Synchronization analysis problem

Consider the generalized reaction-diffusion neural network model with mixed time-varying delay components as

$$\frac{\mathit{\partial }{y}_l(t,x)}{\mathit{\partial }t}=\sum _{k=1}^m\frac{\mathit{\partial }}{\mathit{\partial }{x}_k}\left(D_{lk}\frac{\mathit{\partial }{y}_l(t,x)}{\mathit{\partial }{x}_k}\right)-c_l{y}_l(t,x)+\sum _{j=1}^n{a}_{lj}{f}_j(w_{lj}{y}_j(t,x))+\sum _{j=1}^n{b}_{lj}{f}_j(w_{lj}{y}_j(t-\mathit{\tau }(t),x))+\sum _{j=1}^n{d}_{lj}{\int }_{t-d(t)}^t{f}_j(w_{lj}{y}_j(s,x))\text{d}s,$$ 4

where $1\le l\le n$ and $x(t)={[x_1,x_2,\dots ,x_m]}^T\in \mathit{\Gamma }\subset R^m,$ with $\mathit{\Gamma }=\{x||x_k|\le {\mathit{\delta }}_k,k=1,2,\dots ,m\},$ where ${\mathit{\delta }}_k$ is a positive constant. $D_{lk}\ge 0$ is the transmission diffusion operator along the lth neuron, $y_l(t,x)$ is the state of the lth neuron, $c_l>0$ denotes the decay rate of the lth neuron, $a_{lj},b_{lj}$ and $d_{lj}$ are the connection strength, the time-varying delay connection weight, and the distributed time-varying delay connection strength of the jth neuron on the lth neuron, respectively. $w_{lj}$ is the value of the synaptic connectivity from neuron j to l. $f_j(y_j(t,x))$ represents the neuron activation function. ${\mathit{\tau }}_1\le \mathit{\tau }(t)\le {\mathit{\tau }}_2$ and $0\le d(t)\le d$ are the time-varying delay and distributed time-varying delay, where ${\mathit{\tau }}_1,{\mathit{\tau }}_2$ and d are positive constants. Also, $\mathit{\sigma }=max\{{\mathit{\tau }}_2,d\}.$ The initial and Dirichlet boundary conditions of system (4) are given by

$$y_l(s,x)={\mathit{\phi }}_l(s,x),(s,x)\in [-\mathit{\sigma },0]\times \mathit{\Gamma },$$ 5

and

$$y_l(t,x)=0,(t,x)\in [-\mathit{\sigma },+\infty ]\times \mathit{\partial }\mathit{\Gamma },$$ 6

respectively. $\mathit{\phi }(s,x)={({\mathit{\phi }}_1(s,x),{\mathit{\phi }}_2(s,x),\dots ,{\mathit{\phi }}_n(s,x))}^T\in C([-\mathit{\sigma },0]\times \mathit{\Gamma },R^n),$ where $C([-\mathit{\sigma },0]\times \mathit{\Gamma },R^n)$ is the Banach space of continuous functions from $[-\mathit{\sigma },0]\times \mathit{\Gamma }$ to $R^n$ with $\Vert \mathit{\phi }(s,x)\Vert ={\left[{\int }_{\mathit{\Gamma }}{\mathit{\phi }}^T(s,x)\mathit{\phi }(s,x)\text{d}x\right]}^{1/2}$.

Remark 1

It can be clearly seen that the model (4) is a generalized neural network model which incorporates some familiar neural networks as its particular cases. (i) Letting $a_{lj}=b_{lj}=d_{lj}=1,$ the model in (4) reduces to the reaction-diffusion static neural networks model and (ii) Letting $w_{lj}=1$, it reduces to a classic reaction-diffusion local field neural networks model.

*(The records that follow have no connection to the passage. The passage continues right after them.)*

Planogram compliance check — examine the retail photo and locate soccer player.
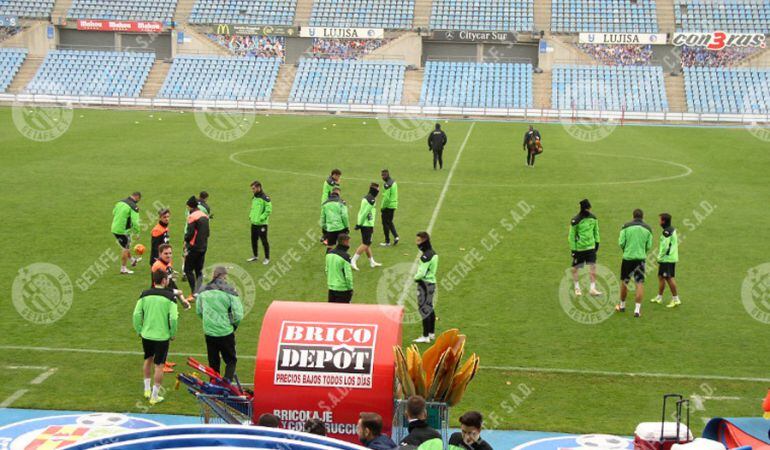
[413,231,438,343]
[380,169,398,247]
[325,233,353,303]
[428,124,447,170]
[615,208,652,317]
[248,181,273,264]
[195,266,243,381]
[568,198,602,297]
[321,187,350,250]
[133,271,179,405]
[184,196,209,300]
[652,213,682,308]
[350,183,382,270]
[112,192,142,275]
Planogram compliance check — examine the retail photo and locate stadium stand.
[25,50,155,97]
[0,48,27,92]
[67,0,177,22]
[289,58,406,105]
[674,0,770,34]
[189,0,297,26]
[310,0,415,29]
[430,0,535,31]
[158,55,281,101]
[0,0,54,19]
[551,0,658,33]
[420,61,532,108]
[684,67,770,114]
[551,64,668,112]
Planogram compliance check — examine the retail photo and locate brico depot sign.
[253,302,403,443]
[78,19,163,33]
[671,31,767,51]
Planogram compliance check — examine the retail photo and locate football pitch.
[0,108,770,435]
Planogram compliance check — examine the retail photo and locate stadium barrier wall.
[0,94,770,125]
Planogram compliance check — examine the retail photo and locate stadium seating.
[67,0,177,22]
[158,56,281,101]
[551,0,658,33]
[684,67,770,114]
[190,0,297,25]
[551,64,668,112]
[420,61,532,108]
[0,48,27,92]
[674,0,770,34]
[310,0,414,29]
[289,58,406,105]
[430,0,534,31]
[0,0,54,19]
[25,50,155,97]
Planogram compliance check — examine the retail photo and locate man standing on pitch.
[651,213,682,308]
[195,267,243,381]
[413,231,438,343]
[615,209,652,317]
[350,183,382,270]
[326,233,353,303]
[111,192,142,275]
[568,198,602,297]
[380,169,398,247]
[248,181,273,264]
[133,270,179,405]
[428,124,447,170]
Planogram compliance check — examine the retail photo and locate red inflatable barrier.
[253,302,403,442]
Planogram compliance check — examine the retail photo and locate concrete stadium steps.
[655,0,676,33]
[294,0,313,27]
[663,73,687,112]
[270,64,297,102]
[140,59,171,98]
[401,69,425,106]
[532,70,553,109]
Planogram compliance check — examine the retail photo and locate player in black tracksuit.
[428,124,446,170]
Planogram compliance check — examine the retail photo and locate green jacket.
[112,197,139,234]
[618,219,652,261]
[380,178,398,209]
[249,192,273,225]
[321,195,350,232]
[325,245,353,291]
[134,288,179,341]
[658,227,679,262]
[195,280,243,337]
[568,212,599,252]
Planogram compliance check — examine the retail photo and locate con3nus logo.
[671,31,767,51]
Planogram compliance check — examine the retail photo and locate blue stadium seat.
[551,64,668,112]
[158,56,281,101]
[24,50,155,97]
[420,61,532,108]
[684,67,770,114]
[289,58,406,105]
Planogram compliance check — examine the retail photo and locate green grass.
[0,109,770,434]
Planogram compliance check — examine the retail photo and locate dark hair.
[406,394,427,419]
[152,270,168,286]
[257,413,281,428]
[460,411,484,430]
[358,412,382,436]
[303,419,326,436]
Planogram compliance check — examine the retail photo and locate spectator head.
[257,413,281,428]
[406,396,428,420]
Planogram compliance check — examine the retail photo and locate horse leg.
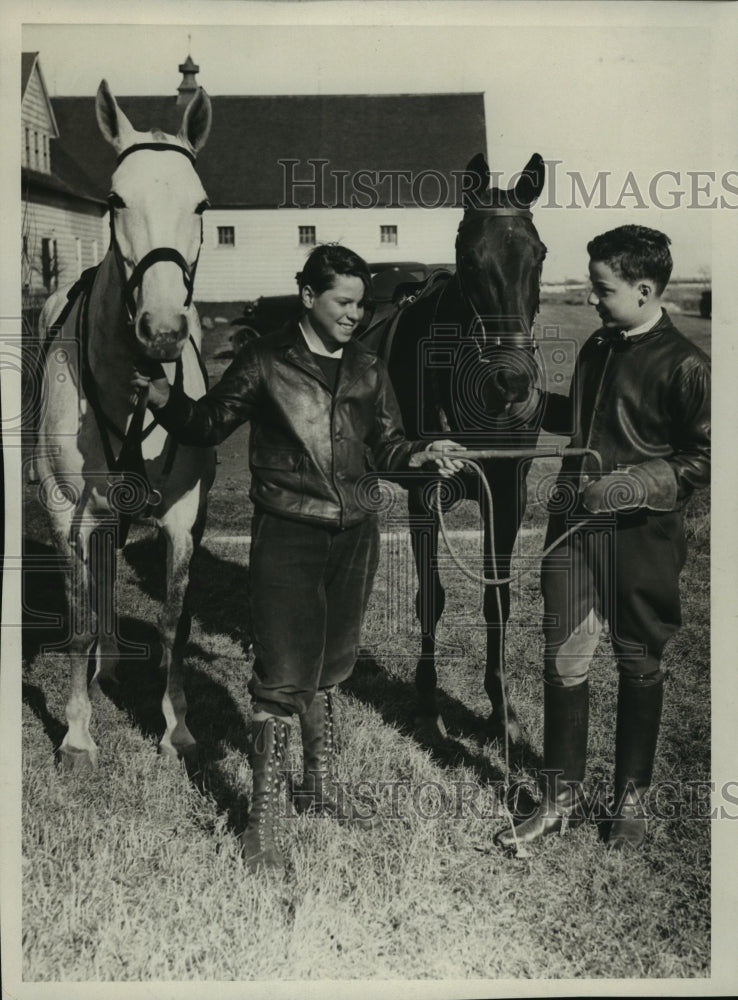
[87,524,120,686]
[159,525,197,760]
[408,490,446,739]
[482,473,523,743]
[59,535,98,769]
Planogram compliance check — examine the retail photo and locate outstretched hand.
[131,358,169,410]
[408,439,466,479]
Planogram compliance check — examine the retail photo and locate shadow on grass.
[341,656,542,785]
[123,536,251,656]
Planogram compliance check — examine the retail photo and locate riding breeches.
[249,512,379,715]
[541,510,686,684]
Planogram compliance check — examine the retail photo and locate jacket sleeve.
[368,358,426,473]
[154,349,262,447]
[666,358,711,500]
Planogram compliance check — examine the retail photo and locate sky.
[12,0,738,281]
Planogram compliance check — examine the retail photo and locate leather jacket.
[156,322,425,528]
[542,310,710,510]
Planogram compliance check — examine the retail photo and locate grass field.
[22,304,711,984]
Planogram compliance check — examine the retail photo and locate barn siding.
[21,68,55,173]
[195,208,462,302]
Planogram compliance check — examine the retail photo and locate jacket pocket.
[250,448,307,515]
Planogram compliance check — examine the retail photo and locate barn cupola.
[177,55,200,105]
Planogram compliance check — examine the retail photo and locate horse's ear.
[179,87,213,153]
[95,80,134,151]
[512,153,546,208]
[463,153,489,208]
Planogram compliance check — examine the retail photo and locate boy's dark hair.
[587,226,674,295]
[295,243,372,300]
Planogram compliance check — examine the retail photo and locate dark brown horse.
[363,154,546,740]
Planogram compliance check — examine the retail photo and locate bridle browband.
[461,205,533,222]
[115,142,197,167]
[108,142,203,325]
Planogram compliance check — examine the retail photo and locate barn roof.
[51,93,487,208]
[21,52,38,97]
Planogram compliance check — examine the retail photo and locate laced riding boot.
[239,715,290,871]
[607,673,664,851]
[495,679,589,851]
[292,688,378,830]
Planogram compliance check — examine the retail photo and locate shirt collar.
[299,321,343,358]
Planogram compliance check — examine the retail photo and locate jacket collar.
[594,306,674,347]
[273,320,374,396]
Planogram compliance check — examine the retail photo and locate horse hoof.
[59,746,97,773]
[487,709,525,743]
[415,715,448,745]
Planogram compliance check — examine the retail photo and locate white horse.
[35,80,215,766]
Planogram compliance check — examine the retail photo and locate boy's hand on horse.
[582,458,677,514]
[131,358,170,410]
[408,438,466,479]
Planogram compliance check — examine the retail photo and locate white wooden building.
[23,54,487,302]
[21,52,107,299]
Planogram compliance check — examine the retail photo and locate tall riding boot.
[495,679,589,850]
[239,715,290,871]
[607,673,664,851]
[292,688,378,830]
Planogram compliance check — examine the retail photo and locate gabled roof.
[52,93,487,208]
[21,52,38,98]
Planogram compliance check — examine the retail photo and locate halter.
[108,142,203,325]
[456,205,541,361]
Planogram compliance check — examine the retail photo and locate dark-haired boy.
[496,226,710,850]
[133,244,463,869]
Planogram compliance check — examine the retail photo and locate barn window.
[297,226,315,247]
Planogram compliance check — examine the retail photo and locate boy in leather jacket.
[495,226,710,851]
[134,245,463,870]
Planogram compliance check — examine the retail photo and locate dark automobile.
[231,261,453,352]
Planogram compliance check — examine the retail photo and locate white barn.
[23,54,487,302]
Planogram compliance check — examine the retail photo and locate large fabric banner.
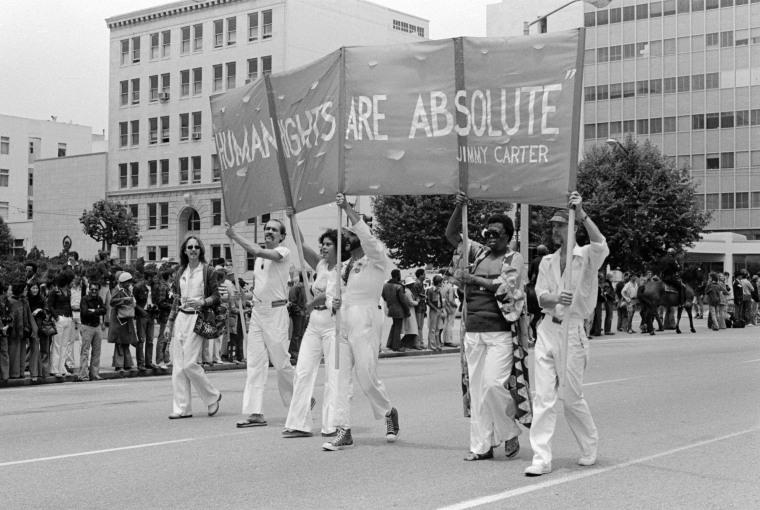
[211,29,585,222]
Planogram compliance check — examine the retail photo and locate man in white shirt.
[322,193,399,451]
[525,191,610,476]
[226,220,295,428]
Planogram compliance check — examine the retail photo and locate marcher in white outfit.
[226,216,295,427]
[282,225,338,438]
[525,192,610,476]
[322,193,399,451]
[164,236,222,420]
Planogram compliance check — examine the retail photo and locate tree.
[572,137,710,272]
[79,200,140,252]
[372,195,512,269]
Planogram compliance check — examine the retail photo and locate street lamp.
[607,138,628,156]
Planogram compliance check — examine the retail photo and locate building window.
[179,158,190,184]
[148,204,158,230]
[161,115,169,143]
[119,163,128,189]
[193,23,203,51]
[246,58,259,81]
[227,62,237,90]
[129,120,140,147]
[129,162,140,188]
[119,122,129,147]
[179,113,190,142]
[227,17,237,46]
[192,156,201,184]
[179,27,190,55]
[160,159,169,185]
[148,74,158,103]
[158,202,169,230]
[211,200,222,227]
[193,112,201,140]
[148,117,158,145]
[179,69,190,97]
[211,64,223,92]
[261,9,272,40]
[132,78,140,104]
[214,19,224,48]
[211,154,222,182]
[187,210,201,231]
[148,159,158,186]
[132,36,140,64]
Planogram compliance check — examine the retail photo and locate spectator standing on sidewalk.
[79,281,106,381]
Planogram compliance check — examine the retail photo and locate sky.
[0,0,498,134]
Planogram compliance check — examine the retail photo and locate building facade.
[488,0,760,271]
[106,0,428,270]
[0,115,93,254]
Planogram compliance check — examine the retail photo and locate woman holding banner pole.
[282,223,338,438]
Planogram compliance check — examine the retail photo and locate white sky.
[0,0,498,133]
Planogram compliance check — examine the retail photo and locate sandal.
[464,448,493,462]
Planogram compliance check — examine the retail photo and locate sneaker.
[322,428,354,452]
[385,407,400,443]
[525,462,552,476]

For simplicity, we represent system (4) in a compact form as

$$\frac{\mathit{\partial }y(t,x)}{\mathit{\partial }t}=\sum _{k=1}^m\frac{\mathit{\partial }}{\mathit{\partial }{x}_k}\left(D_k\frac{\mathit{\partial }y(t,x)}{\mathit{\partial }{x}_k}\right)-Cy(t,x)+Af(Wy(t,x))+Bf(Wy(t-\mathit{\tau }(t),x))+D{\int }_{t-d(t)}^{t}f(Wy(s,x))\text{d}s,$$ 7

where $y(t,x)={(y_1(t,x),y_2(t,x),\dots ,y_n(t,x))}^T,D_k=diag\{d_{1k},d_{2k},\dots ,d_{nk}\}$, $f(y(t,x))={(f_1(y_1(t,x)),\dots ,f_n(y_n(t,x)))}^T,C=diag\{c_1,c_2,\dots ,c_n\},A={(a_{lj})}_{n\times n},B={(b_{lj})}_{n\times n},\text{and}D={(d_{lj})}_{n\times n}.$

Assumption 1

For any $u,v\in R,$ the neuron activation function $f_j(·)$ is continuously bounded and satisfy

$$l_j^{-}\le \frac{f_j(u)-f_j(v)}{u-v}\le l_j^{+},$$ 8

where $l_j^{-}$ and $l_j^{+}$ are some real constants and may be positive, zero or negative.

Remark 2

As it has been mentioned in Liu et al. (2013), the constants $l_j^{-}\text{and}{l}_j^{+}$ can be positive, negative or zero. Therefore, the resulting activation functions could be nonmonotonic and more general than the usual sigmoid functions. In addition, when using the Lyapunov stability theory to analyze the stability of dynamic systems, such a description is particularly suitable since it quantifies the lower and upper bounds of the activation functions that offer the possibility of reducing the induced conservatism.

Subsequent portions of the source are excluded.